名刺についての考え方を一変させられるような記事を読んだ。
http://web-marketing.zako.org/favolite-movie/design-business-card.html


たとえばこんな名刺がある
http://flickr.com/photos/dailypoetics/495174445/
もとはこれである
http://flickr.com/photos/dailypoetics/495174803/


要するにがっちりした厚紙(印刷の専門用語ですね)に名刺を刷り込み、さらにトムスン(これも印刷の専門用語、たとえば→ http://nishimura-p.co.jp/tomuson.htm)をかけるとこういう名刺を作れないこともない。めっちゃ手間がかかるし厚紙のカラー印刷、トムソン加工などコストもかかる。


最近では自分でデザインデータを作り、そのデータをネットで送れば名刺など2、3日ででき上がってくる。こうしたお手軽名刺なら100枚で2000円ぐらいだ。これに対して冒頭のペーパークラフト名刺ともなれば、そのコストは100倍ぐらいにはね上がるのではないだろうか。

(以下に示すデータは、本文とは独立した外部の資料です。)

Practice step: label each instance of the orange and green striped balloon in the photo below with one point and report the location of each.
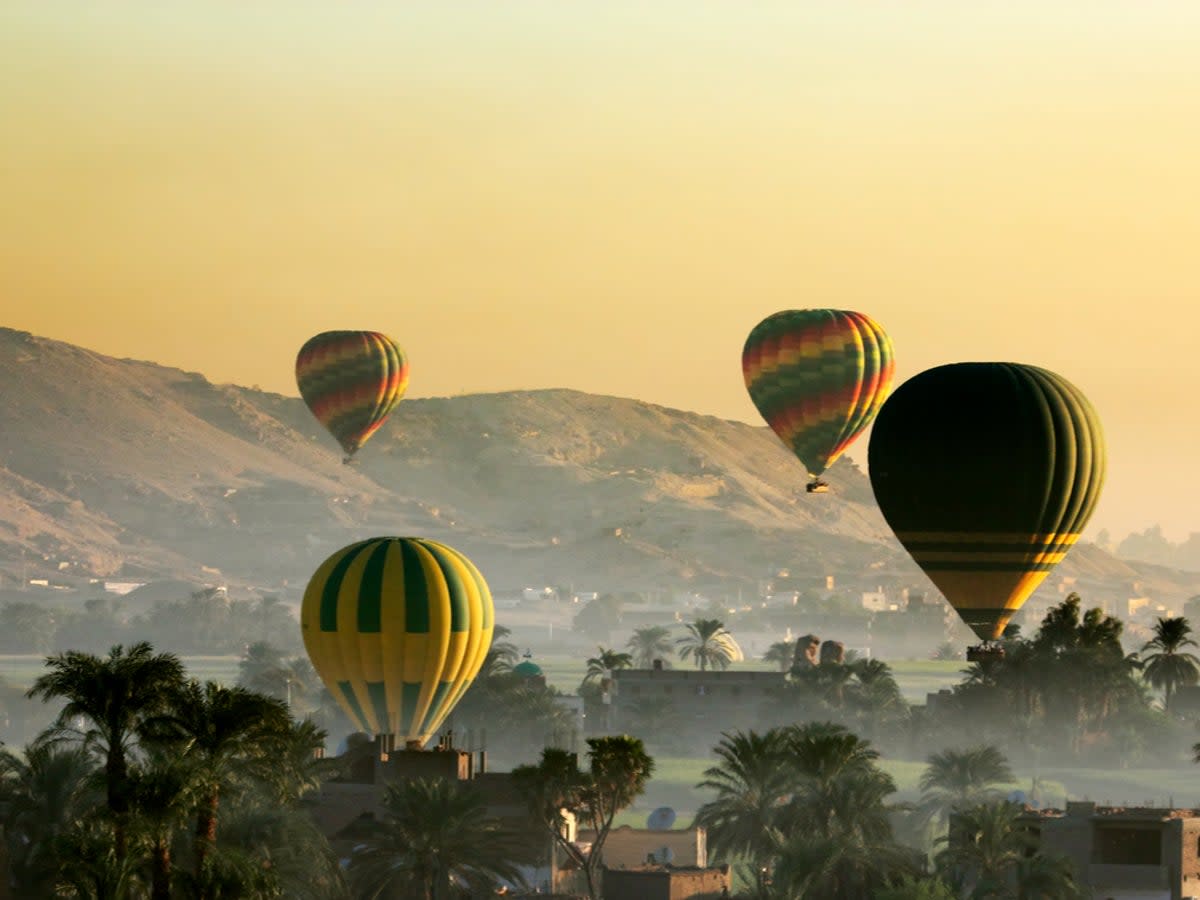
(352, 381)
(817, 377)
(397, 628)
(987, 472)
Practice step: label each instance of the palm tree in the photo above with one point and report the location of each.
(163, 796)
(43, 796)
(959, 779)
(617, 773)
(303, 865)
(433, 833)
(114, 697)
(1169, 666)
(600, 665)
(226, 733)
(648, 645)
(825, 750)
(984, 844)
(1048, 876)
(780, 654)
(751, 780)
(709, 645)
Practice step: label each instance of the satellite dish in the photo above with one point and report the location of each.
(660, 820)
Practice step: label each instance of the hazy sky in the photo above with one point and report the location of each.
(607, 196)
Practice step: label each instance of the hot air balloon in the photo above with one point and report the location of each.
(397, 628)
(352, 381)
(987, 472)
(817, 377)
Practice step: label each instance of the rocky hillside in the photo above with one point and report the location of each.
(131, 471)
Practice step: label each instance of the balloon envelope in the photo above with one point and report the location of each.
(352, 381)
(817, 377)
(987, 472)
(397, 628)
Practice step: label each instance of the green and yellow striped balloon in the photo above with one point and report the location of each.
(352, 381)
(817, 377)
(987, 472)
(397, 628)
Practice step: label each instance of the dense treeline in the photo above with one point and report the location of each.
(1071, 694)
(154, 785)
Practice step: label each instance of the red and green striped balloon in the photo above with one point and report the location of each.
(817, 377)
(352, 381)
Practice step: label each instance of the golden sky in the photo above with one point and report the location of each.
(607, 196)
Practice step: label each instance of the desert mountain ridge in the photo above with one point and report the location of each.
(129, 471)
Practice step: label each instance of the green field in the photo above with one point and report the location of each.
(916, 677)
(23, 670)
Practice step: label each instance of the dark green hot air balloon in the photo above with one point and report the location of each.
(987, 472)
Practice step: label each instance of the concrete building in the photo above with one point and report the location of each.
(345, 807)
(659, 882)
(1125, 853)
(629, 847)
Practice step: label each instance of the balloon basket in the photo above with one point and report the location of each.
(985, 653)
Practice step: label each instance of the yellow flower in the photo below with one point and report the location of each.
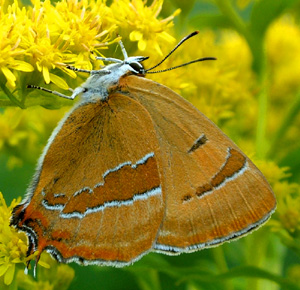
(56, 276)
(142, 23)
(13, 244)
(12, 53)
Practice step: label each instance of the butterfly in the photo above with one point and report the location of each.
(135, 168)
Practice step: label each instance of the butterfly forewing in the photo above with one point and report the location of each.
(97, 197)
(213, 191)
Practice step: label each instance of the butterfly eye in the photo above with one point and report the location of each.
(138, 67)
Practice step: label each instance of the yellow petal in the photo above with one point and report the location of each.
(9, 275)
(135, 35)
(46, 75)
(8, 74)
(22, 66)
(142, 45)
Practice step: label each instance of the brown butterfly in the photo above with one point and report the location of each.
(134, 168)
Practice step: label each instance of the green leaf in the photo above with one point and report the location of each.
(247, 272)
(265, 11)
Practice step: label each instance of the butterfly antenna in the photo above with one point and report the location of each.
(49, 91)
(181, 65)
(148, 71)
(178, 44)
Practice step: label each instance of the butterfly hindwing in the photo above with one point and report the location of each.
(213, 191)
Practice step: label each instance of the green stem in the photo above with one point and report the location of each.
(12, 98)
(219, 257)
(293, 112)
(261, 142)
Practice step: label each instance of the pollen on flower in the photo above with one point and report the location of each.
(13, 244)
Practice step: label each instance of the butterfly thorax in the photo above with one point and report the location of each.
(97, 85)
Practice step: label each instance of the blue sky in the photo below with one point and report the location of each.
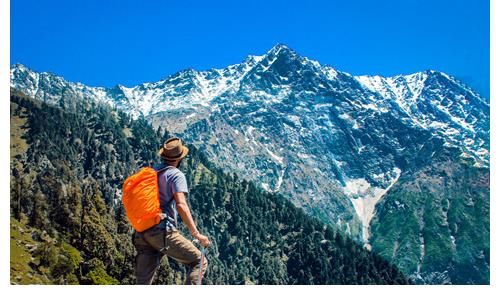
(104, 43)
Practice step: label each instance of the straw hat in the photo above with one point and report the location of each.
(173, 150)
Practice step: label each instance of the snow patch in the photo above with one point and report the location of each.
(364, 198)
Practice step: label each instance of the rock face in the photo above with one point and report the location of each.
(338, 145)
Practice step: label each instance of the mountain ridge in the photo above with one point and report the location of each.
(332, 143)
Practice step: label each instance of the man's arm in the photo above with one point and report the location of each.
(185, 213)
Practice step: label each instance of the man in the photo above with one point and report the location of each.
(164, 239)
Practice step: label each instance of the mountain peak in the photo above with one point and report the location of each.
(281, 48)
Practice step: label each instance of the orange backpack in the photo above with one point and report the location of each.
(141, 198)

しかしである。名刺を受けとった方のインパクトはどうなるか?


おそらくはペーパークラフト名刺はノーマル名刺の100倍以上のインパクトを与えるのではないだろうか。つまり名刺を受けとった相手からは「あぁ〜、あの自動車の模型になる名刺をくれた人」として、相当長い期間記憶にとどめられる可能性がある。もしかすると「じいちゃんが昔、仕事をしとった頃にな、こんな面白い名刺をくれた人がおったんじゃよ」と孫にむかし話の一つもするかもしれない。たかが一枚の名刺が、一生の記憶に残ることだってあり得るわけだ。


そもそも名刺とは何のためにあるのか。


名刺とは『広辞苑』によれば、次のように記されている。

(昔、中国で竹木を削ってこれに姓名をしるしたものを「刺」といったところから) 小形の紙に姓名・住所・職業・身分などを印刷したもの。訪問・面会その他、人に接する場合に用いる。

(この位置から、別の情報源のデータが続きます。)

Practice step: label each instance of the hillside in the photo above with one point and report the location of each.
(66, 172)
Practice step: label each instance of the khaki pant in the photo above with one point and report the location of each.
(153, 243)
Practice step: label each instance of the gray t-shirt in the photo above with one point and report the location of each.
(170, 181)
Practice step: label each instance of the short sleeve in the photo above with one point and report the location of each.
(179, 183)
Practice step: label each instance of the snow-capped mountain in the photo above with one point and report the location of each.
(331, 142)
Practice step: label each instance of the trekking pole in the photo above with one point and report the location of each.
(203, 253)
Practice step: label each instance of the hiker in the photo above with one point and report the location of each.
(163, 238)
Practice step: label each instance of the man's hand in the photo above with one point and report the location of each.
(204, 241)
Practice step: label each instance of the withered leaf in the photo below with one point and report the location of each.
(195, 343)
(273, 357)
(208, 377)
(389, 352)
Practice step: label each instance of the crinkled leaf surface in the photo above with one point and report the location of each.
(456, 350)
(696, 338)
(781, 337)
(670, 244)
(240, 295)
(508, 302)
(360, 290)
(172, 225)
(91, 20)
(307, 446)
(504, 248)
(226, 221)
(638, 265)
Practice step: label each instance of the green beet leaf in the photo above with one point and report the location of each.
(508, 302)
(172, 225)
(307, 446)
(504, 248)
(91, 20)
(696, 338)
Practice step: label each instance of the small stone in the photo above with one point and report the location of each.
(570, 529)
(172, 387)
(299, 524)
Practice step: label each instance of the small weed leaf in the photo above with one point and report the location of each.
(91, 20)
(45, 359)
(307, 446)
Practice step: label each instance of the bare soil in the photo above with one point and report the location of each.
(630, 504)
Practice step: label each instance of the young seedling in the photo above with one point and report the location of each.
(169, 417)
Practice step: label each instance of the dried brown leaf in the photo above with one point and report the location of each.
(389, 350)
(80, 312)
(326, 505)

要するに初対面の人に、自分を知ってもらうためのコミュニケーションツールである。であるなら、本当は自分のことをできるだけ理解してもらえるように作られて然るべきではなのか。


そう考えている人も確かにいる。プランナーの藤村正宏氏なんかがそうだ。藤村さんはまず名刺の表面で自分の名前に付ける肩書きをしっかり考えよといわれる。さらには名刺の裏面にも、自分にできる仕事を(相手のお役に立つという観点から)可能な限り印象的な短文で書くことをすすめている。


私のような個人超零細商店(商法上は個人商店扱いだ)を営んでいる身としては、初対面での印象が大切とばかりに藤村流名刺を真似させていただいている。残念ながら表現レベルが中途半端なために、私から名刺を受けとった方達の印象にはあまり強く残っていないみたいだけれど。


とまあ名刺に表示するコンテンツに関しては、少しだけ考えてはいたつもりだったが、コンテンツの表示方法については勝手に自主規制の枠を自分ではめていた。すなわちたとえば横型の名刺ならば、ロゴなどを左に配し、ホワイトスペースのバランスを取りながら、基本的な表示要素は右側に寄せる。文字の大きさは名前が10ポイントぐらいで、住所や電話番号、メルアドなどは7ポか6ポで十分。


おそらくはデザイン事務所に勤めていた頃に知らず知らずの内に身につけていた『名刺の文法』に従うと名刺とは、こんなありきたりパターンに自然に収まることになる。もちろん、そうした文法の域内でもデザインの巧拙は確実に出る。微妙な空間の空き具合、文字の揃え方によってきちんと感があったりなかったりする。が、そうした差異が名刺交換のときにどれだけの意味があることか。


それこそAIDMAの法則に従うのならば、名刺だってまずはAttentionである。受けとった瞬間に相手が「おぉ〜、なんじゃこの名刺わぁ〜」と思えば、まず最初の関門突破ということじゃないんだろうか。そして「何々、どんなことが書いてあるんだ」と名刺に表示されているコンテンツに相手がInterest、興味を示して読んでくれれば、名刺に果たされた役割はほぼ完璧に遂行されたことになる。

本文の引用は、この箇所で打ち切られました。